Investimento externo volta a cair e acumula baixa de 16,5% em 3 meses

Publicado por: Sheyla Sousa | Postado em: 21 de dezembro de 2019

Na
metodologia adotada desde 2015 pelo Banco Central (BC),
os investimentos estrangeiros diretos no País sofreram tombo de 23,1% na
comparação entre novembro do ano passado e igual período deste ano, encolhendo
de US$ 9,080 bilhões para US$ 6,985 bilhões. A queda atingiu tanto investimentos
em participação no capital (incluindo emissões e compra de ações entre
empresas) quanto as operações entre companhias de um mesmo grupo, com perdas
mais severas nesta última área. No primeiro caso, o investimento registrou
baixa de 10,7%, saindo de US$ 6,120 bilhões para US$ 5,464 bilhões.
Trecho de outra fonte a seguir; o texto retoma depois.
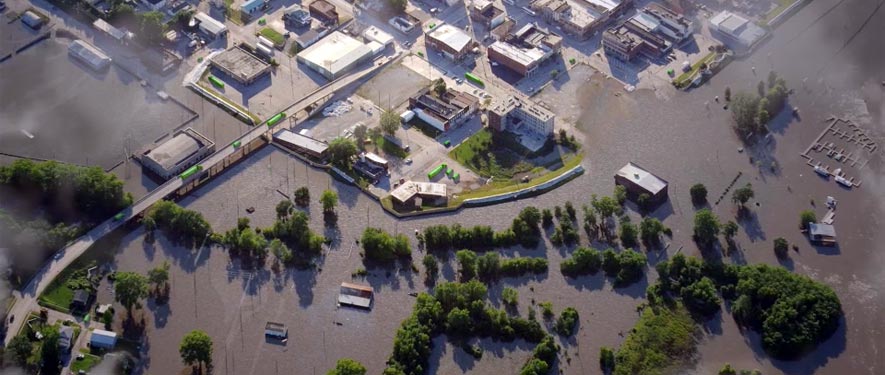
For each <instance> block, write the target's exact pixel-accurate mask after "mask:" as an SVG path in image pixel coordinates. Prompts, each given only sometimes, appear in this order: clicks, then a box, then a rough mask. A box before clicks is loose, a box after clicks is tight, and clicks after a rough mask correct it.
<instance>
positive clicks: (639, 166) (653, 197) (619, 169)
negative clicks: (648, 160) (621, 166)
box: [615, 163, 668, 203]
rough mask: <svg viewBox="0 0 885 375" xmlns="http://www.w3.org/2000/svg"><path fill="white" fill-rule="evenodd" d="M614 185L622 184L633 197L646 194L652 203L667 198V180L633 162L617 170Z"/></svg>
mask: <svg viewBox="0 0 885 375" xmlns="http://www.w3.org/2000/svg"><path fill="white" fill-rule="evenodd" d="M615 185H620V186H623V187H624V188H625V189H627V193H628V194H632V195H633V196H635V197H638V196H640V195H642V194H646V195H648V197H649V201H650V202H652V203H660V202H663V201H665V200H667V185H668V184H667V181H666V180H664V179H662V178H660V177H658V176H655V175H654V174H652V173H651V172H649V171H647V170H645V169H643V168H642V167H640V166H638V165H636V164H633V163H627V165H625V166H624V167H623V168H621V169H619V170H618V173H616V174H615Z"/></svg>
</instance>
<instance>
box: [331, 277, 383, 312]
mask: <svg viewBox="0 0 885 375" xmlns="http://www.w3.org/2000/svg"><path fill="white" fill-rule="evenodd" d="M374 296H375V290H374V289H372V287H371V286H368V285H358V284H352V283H341V289H339V292H338V304H339V305H342V306H352V307H359V308H363V309H371V308H372V299H373V298H374Z"/></svg>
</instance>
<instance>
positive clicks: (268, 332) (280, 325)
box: [264, 322, 289, 340]
mask: <svg viewBox="0 0 885 375" xmlns="http://www.w3.org/2000/svg"><path fill="white" fill-rule="evenodd" d="M264 335H265V336H267V337H269V338H274V339H280V340H285V339H286V338H288V337H289V329H288V328H286V325H285V324H283V323H277V322H267V323H265V324H264Z"/></svg>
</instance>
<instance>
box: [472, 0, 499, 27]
mask: <svg viewBox="0 0 885 375" xmlns="http://www.w3.org/2000/svg"><path fill="white" fill-rule="evenodd" d="M470 19H472V20H474V21H476V22H479V23H482V24H483V25H484V26H485V27H487V28H489V29H494V28H495V27H497V26H498V25H500V24H502V23H504V21H505V20H506V19H507V13H506V12H505V11H504V9H503V8H501V7H499V6H498V5H497V4H495V2H494V1H491V0H474V1H473V3H472V4H471V5H470Z"/></svg>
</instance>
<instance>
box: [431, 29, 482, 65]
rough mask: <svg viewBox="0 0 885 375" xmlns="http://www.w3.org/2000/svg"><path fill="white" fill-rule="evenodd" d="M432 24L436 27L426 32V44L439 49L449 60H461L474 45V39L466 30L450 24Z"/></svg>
mask: <svg viewBox="0 0 885 375" xmlns="http://www.w3.org/2000/svg"><path fill="white" fill-rule="evenodd" d="M440 22H441V21H440ZM432 26H434V27H432V28H430V29H429V30H428V31H427V32H426V33H425V34H424V40H425V44H427V46H428V47H430V48H433V49H435V50H437V51H439V52H440V53H442V54H443V56H445V57H446V58H448V59H449V60H460V59H461V58H463V57H464V55H466V54H467V53H468V52H470V48H471V47H473V39H472V38H470V35H467V33H466V32H464V30H461V29H459V28H457V27H455V26H452V25H449V24H436V25H432Z"/></svg>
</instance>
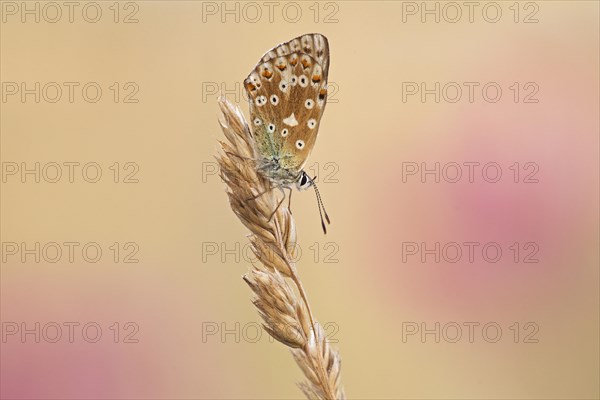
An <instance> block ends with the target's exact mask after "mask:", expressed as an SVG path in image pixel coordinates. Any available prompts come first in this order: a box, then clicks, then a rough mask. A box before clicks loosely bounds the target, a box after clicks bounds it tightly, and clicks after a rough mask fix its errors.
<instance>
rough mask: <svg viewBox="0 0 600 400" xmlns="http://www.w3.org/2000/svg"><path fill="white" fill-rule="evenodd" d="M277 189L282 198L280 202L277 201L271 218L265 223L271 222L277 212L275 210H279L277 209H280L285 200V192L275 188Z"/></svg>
mask: <svg viewBox="0 0 600 400" xmlns="http://www.w3.org/2000/svg"><path fill="white" fill-rule="evenodd" d="M277 188H278V189H279V190H281V193H283V197H282V198H281V200H279V203H277V207H275V209H274V210H273V212H272V213H271V216H270V217H269V220H268V221H267V222H271V220H272V219H273V217H274V216H275V213H276V212H277V210H279V207H281V205H282V204H283V201H284V200H285V192H284V191H283V188H282V187H281V186H277Z"/></svg>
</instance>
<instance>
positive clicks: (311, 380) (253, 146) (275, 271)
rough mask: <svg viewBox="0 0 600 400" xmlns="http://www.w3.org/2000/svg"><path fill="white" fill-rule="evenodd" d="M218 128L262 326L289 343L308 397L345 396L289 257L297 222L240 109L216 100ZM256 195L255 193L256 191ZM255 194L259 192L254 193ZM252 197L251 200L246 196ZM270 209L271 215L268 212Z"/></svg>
mask: <svg viewBox="0 0 600 400" xmlns="http://www.w3.org/2000/svg"><path fill="white" fill-rule="evenodd" d="M219 106H220V108H221V112H222V115H223V118H222V120H221V121H220V123H221V128H222V129H223V133H224V134H225V137H226V138H227V140H228V142H220V144H221V148H222V152H221V153H220V154H218V155H217V161H218V163H219V166H220V171H221V178H222V179H223V181H224V182H225V183H226V185H227V195H228V196H229V203H230V205H231V209H232V210H233V212H234V213H235V214H236V215H237V216H238V218H239V219H240V221H242V223H243V224H244V225H245V226H246V227H247V228H248V229H249V230H250V235H249V239H250V243H251V246H252V250H253V252H254V254H255V255H256V256H257V259H258V260H259V263H255V264H254V265H253V266H252V269H251V271H250V272H249V273H248V274H246V275H244V280H245V281H246V283H247V284H248V285H249V286H250V288H251V289H252V291H253V292H254V294H255V299H254V300H253V303H254V305H255V306H256V308H257V309H258V311H259V314H260V316H261V317H262V319H263V322H264V323H263V326H264V328H265V330H266V331H267V332H268V333H269V334H270V335H271V336H272V337H273V338H275V339H276V340H278V341H279V342H281V343H283V344H284V345H286V346H288V347H289V348H290V349H291V351H292V353H293V355H294V359H295V360H296V363H297V364H298V366H299V367H300V368H301V369H302V372H303V373H304V375H305V377H306V379H307V381H306V382H302V383H300V384H299V386H300V389H301V390H302V391H303V392H304V394H305V395H306V397H307V398H309V399H323V400H324V399H329V400H332V399H344V398H345V397H344V392H343V390H342V387H341V381H340V365H341V361H340V357H339V355H338V353H337V352H336V351H335V350H334V349H332V348H331V347H330V346H329V343H328V341H327V337H326V336H325V332H324V331H323V328H322V327H321V326H320V325H319V324H318V323H317V322H316V321H315V320H314V318H313V315H312V312H311V309H310V305H309V303H308V299H307V297H306V293H305V291H304V288H303V287H302V283H301V282H300V279H299V278H298V274H297V271H296V265H295V262H294V259H295V258H294V256H295V254H294V249H295V247H296V226H295V223H294V219H293V218H292V214H291V213H290V210H289V209H288V207H287V204H285V202H284V203H283V204H281V206H280V207H279V208H278V209H277V211H276V212H275V214H273V210H275V209H276V208H277V204H278V203H279V199H278V198H277V196H276V194H275V191H273V190H271V184H270V182H269V181H268V179H266V178H264V177H263V176H262V175H261V174H260V173H259V172H258V171H257V169H256V166H255V164H254V160H256V158H257V155H256V154H255V150H254V146H253V138H252V133H251V131H250V128H249V126H248V124H247V123H246V120H245V118H244V116H243V115H242V113H241V111H240V109H239V108H237V107H235V106H233V105H232V104H231V103H229V102H228V101H227V100H226V99H224V98H221V99H220V100H219ZM258 195H260V196H258ZM256 196H258V197H256ZM253 197H256V199H254V200H249V199H251V198H253ZM272 214H273V217H272V218H270V217H271V215H272Z"/></svg>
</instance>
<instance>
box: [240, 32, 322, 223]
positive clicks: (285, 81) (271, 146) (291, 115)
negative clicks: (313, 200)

No segundo
grupo, os números despencaram 48,6% entre aqueles dois meses, com as operações
intercompanhiascaindo de US$ 2,960 bilhões para US$ 1,521 bilhões.

A
tendência de perdas nesta área intensificou-se desde setembro deste ano,
refletindo uma aparente piora no ambiente econômico em função das incertezas
então maiores em relação ao comportamento da economia brasileira, das
expectativas de uma desaceleração mais brusca da atividade econômica global,
embalada pela crise na Argentina, pela guerra comercial entre Estados Unidos e
China, pelas dúvidas (ainda não sanadas totalmente) em relação à saída do Reino
Unido da União Europeia e também pelo desaquecimento na Alemanha, Itália, Japão
e outras economias centrais.

Nos
três meses encerrados em novembro deste ano, segundo as séries estatísticas do
BC, o investimento direto no País somou US$ 20,753 bilhões, o que significou
uma retração de 16,46% em relação aos US$ 24,841 bilhões investidos entre
setembro e novembro do ano passado (numa perda de US$ 4,088 bilhões). No mesmo
intervalo, a diferença entre a entrada e a saída de dólares no País, que já
havia sido negativa no ano passado, com a perda de US$ 12,417 bilhões,
considerando as operações nos mercados comercial e financeiro, tornou-se ainda
maior, com perdas agora de US$ 20,630 bilhões – num salto de 66,14%.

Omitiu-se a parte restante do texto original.